Sans surprise, l'élu du groupe "Libertés, indépendants, Outre-mer et territoires" (LIOT) fait le constat "d'erreurs répétées" dans les analyses macroéconomiques. Erreur qui ont mené aux "années noires" évoquées par le premier président de la Cour des comptes, Pierre Moscovici. Particulièrement en ce qui concerne les recettes : en 2023, ces dernières ont été inférieures de 7,7 milliards d'euros par rapport aux prévisions de fin de gestion. Pire, en 2024, l'écart a atteint 22,8 milliards d'euros par rapport aux prévisions initiales. Des "dérives" qui "fragilisent la crédibilité de nos finances publiques", regrette Charles de Courson.
L'exactitude des prévisions est une condition de la sincérité budgétaire et du bon déroulement du débat parlementaire. Charles de Courson
Selon le député, ces erreurs ont plusieurs causes : hypothèses macroéconomiques irréalistes, modèles inadaptés à la situation et aux comportements des acteurs économiques, et en premier lieu des sociétés, absence de scénarios multiples permettant la divergence de points de vue...
Pour éviter que ces erreurs ne se répètent, le rapporteur général du budget à l'Assemblée plaide pour une "pluralité" dans les prévisions macroéconomiques, comme il l'a expliqué lors de sa conférence de presse. "Tout système monopolistique a tendance à dérailler", a-t-il estimé. Il propose donc d'associer le Haut Conseil des finances publiques à la construction des hypothèses macroéconomiques, de revoir les méthodes utilisées pour le calcul de l'impôt sur le revenu, de s'appuyer sur les données remontées par les grandes entreprises pour établir la prévision de l'impôt sur les sociétés, ou encore d'effectuer des remontées mensuelles de recettes pour éviter de nouvelles déconvenues sur les recettes de la TVA.
Au-delà de la question du constat et des préconisations, vient aussi celle, plus politique, des responsabilités. La veille, Mathieu Lefèvre (Ensemble pour la République), avait ouvert le bal en parlant d'"une erreur d'évaluation des recettes majeure, de l'ordre de 60 milliards d'euros" sur deux ans, "imputable aux services de Bercy". Des propos qui ont suscité de vives critiques de l'opposition, alors que le député du parti présidentiel est co-rapporteur, avec Eric Ciotti (Union des droites pour la République) de la commission des finances dans le cadre de ses travaux d'enquête.
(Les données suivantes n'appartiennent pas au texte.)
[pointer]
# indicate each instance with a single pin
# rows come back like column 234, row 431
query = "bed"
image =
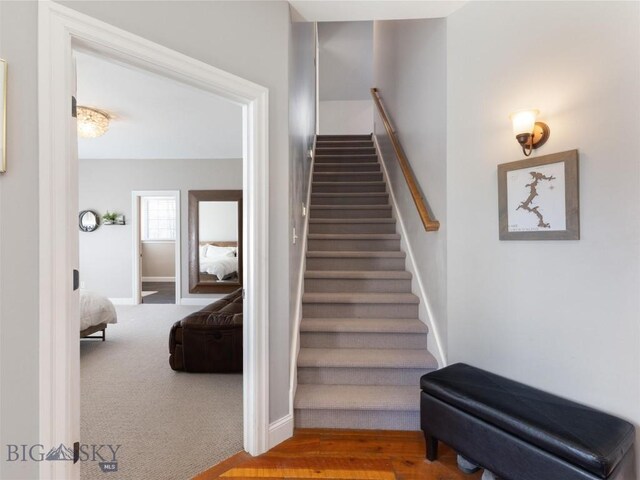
column 219, row 261
column 96, row 312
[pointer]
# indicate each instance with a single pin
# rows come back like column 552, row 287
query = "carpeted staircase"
column 362, row 346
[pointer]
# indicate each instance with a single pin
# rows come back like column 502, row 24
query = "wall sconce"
column 529, row 133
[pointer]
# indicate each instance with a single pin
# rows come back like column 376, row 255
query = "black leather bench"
column 521, row 433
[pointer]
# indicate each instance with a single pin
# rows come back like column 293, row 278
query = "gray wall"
column 561, row 315
column 106, row 255
column 346, row 60
column 345, row 67
column 19, row 239
column 302, row 127
column 410, row 71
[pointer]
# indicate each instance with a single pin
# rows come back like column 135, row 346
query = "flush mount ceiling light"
column 92, row 123
column 529, row 133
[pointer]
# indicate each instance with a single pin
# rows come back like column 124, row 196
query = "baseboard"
column 280, row 430
column 159, row 279
column 412, row 266
column 199, row 301
column 122, row 301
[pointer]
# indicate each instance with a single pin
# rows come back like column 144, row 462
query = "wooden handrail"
column 430, row 224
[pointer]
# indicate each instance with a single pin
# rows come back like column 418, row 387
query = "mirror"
column 215, row 241
column 88, row 220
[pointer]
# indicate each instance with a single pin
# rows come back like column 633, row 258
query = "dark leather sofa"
column 521, row 433
column 209, row 340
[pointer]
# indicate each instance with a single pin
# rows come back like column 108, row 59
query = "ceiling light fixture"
column 529, row 133
column 92, row 123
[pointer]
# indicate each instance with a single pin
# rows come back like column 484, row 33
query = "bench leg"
column 432, row 447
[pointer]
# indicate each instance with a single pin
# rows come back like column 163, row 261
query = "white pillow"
column 216, row 252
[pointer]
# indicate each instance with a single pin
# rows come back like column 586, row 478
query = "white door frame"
column 60, row 30
column 136, row 197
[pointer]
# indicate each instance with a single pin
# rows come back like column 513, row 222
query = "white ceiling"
column 345, row 10
column 154, row 117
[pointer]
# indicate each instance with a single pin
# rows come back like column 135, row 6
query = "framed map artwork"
column 538, row 198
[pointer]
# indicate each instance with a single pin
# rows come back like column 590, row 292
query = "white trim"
column 412, row 266
column 280, row 430
column 61, row 29
column 297, row 316
column 200, row 301
column 159, row 279
column 136, row 279
column 123, row 301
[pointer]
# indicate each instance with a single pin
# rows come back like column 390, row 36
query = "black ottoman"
column 519, row 432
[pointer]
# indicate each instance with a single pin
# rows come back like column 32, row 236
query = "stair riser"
column 325, row 285
column 339, row 138
column 354, row 245
column 345, row 151
column 349, row 213
column 351, row 200
column 343, row 143
column 352, row 228
column 358, row 419
column 355, row 263
column 360, row 310
column 322, row 159
column 358, row 167
column 347, row 177
column 347, row 188
column 362, row 340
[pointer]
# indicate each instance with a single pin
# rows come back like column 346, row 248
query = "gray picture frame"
column 572, row 201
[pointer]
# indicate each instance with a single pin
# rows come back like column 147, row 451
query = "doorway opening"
column 61, row 30
column 156, row 247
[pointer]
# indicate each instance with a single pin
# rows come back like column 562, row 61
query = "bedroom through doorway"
column 146, row 145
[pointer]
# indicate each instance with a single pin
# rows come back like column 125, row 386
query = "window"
column 158, row 218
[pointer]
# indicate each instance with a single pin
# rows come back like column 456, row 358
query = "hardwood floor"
column 343, row 454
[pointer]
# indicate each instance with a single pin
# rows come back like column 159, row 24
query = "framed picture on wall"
column 538, row 198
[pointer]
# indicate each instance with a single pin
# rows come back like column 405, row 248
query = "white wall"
column 346, row 116
column 106, row 255
column 560, row 315
column 158, row 260
column 410, row 72
column 345, row 67
column 249, row 39
column 19, row 239
column 218, row 221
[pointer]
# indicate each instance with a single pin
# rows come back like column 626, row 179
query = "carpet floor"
column 171, row 425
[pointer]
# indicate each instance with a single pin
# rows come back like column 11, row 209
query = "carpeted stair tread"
column 355, row 254
column 358, row 397
column 350, row 207
column 338, row 136
column 350, row 194
column 369, row 298
column 363, row 325
column 368, row 182
column 365, row 358
column 354, row 236
column 355, row 165
column 352, row 220
column 359, row 274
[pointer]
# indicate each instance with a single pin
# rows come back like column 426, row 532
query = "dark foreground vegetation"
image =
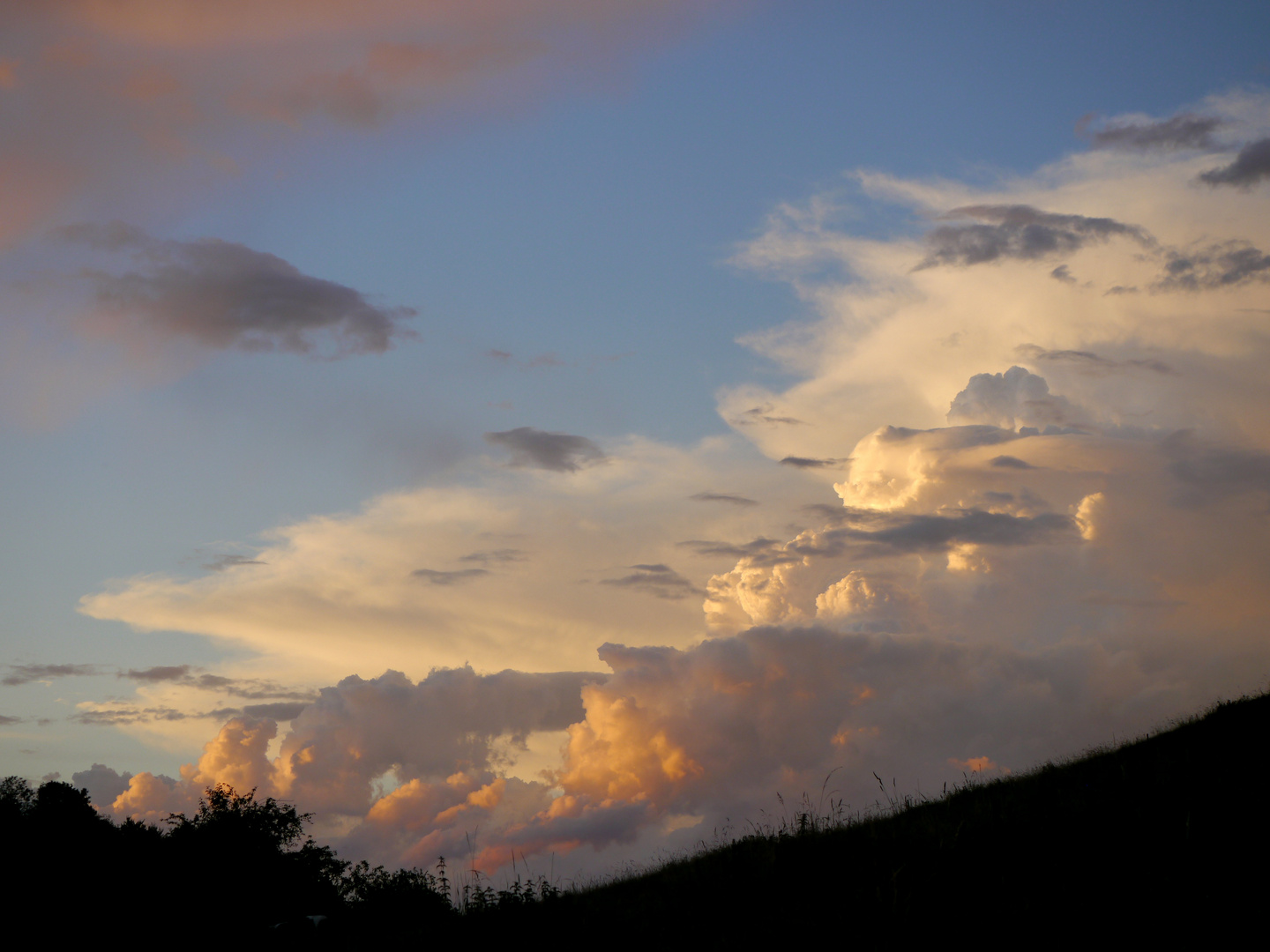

"C'est une réaction d'enfant, qui n'assume pas ses responsabilités", lui a rétorqué ce mercredi Charles de Courson. Estimant qu'en disant cela, on "scelle la mort de la démocratie et on accrédite la thèse complotiste du 'deep state'". "Pour moi, le responsable, c'est le ministre en charge de ce dossier. Ce n'est pas les services. Si vous commencez à dire 'c'est la faute aux services, c'est pas moi, c'est mon directeur de cabinet', vous n'existez pas", a poursuivi le rapporteur général du budget, considérant qu'un ministre "doit mettre les mains dans le cambouis".
Alors que la commission des finances, dotée des pouvoirs d'une commission d'enquête sous la présidence d'Eric Coquerel (La France insoumise), doit rendre ses conclusions dans deux semaines, la bataille politique est déjà lancée.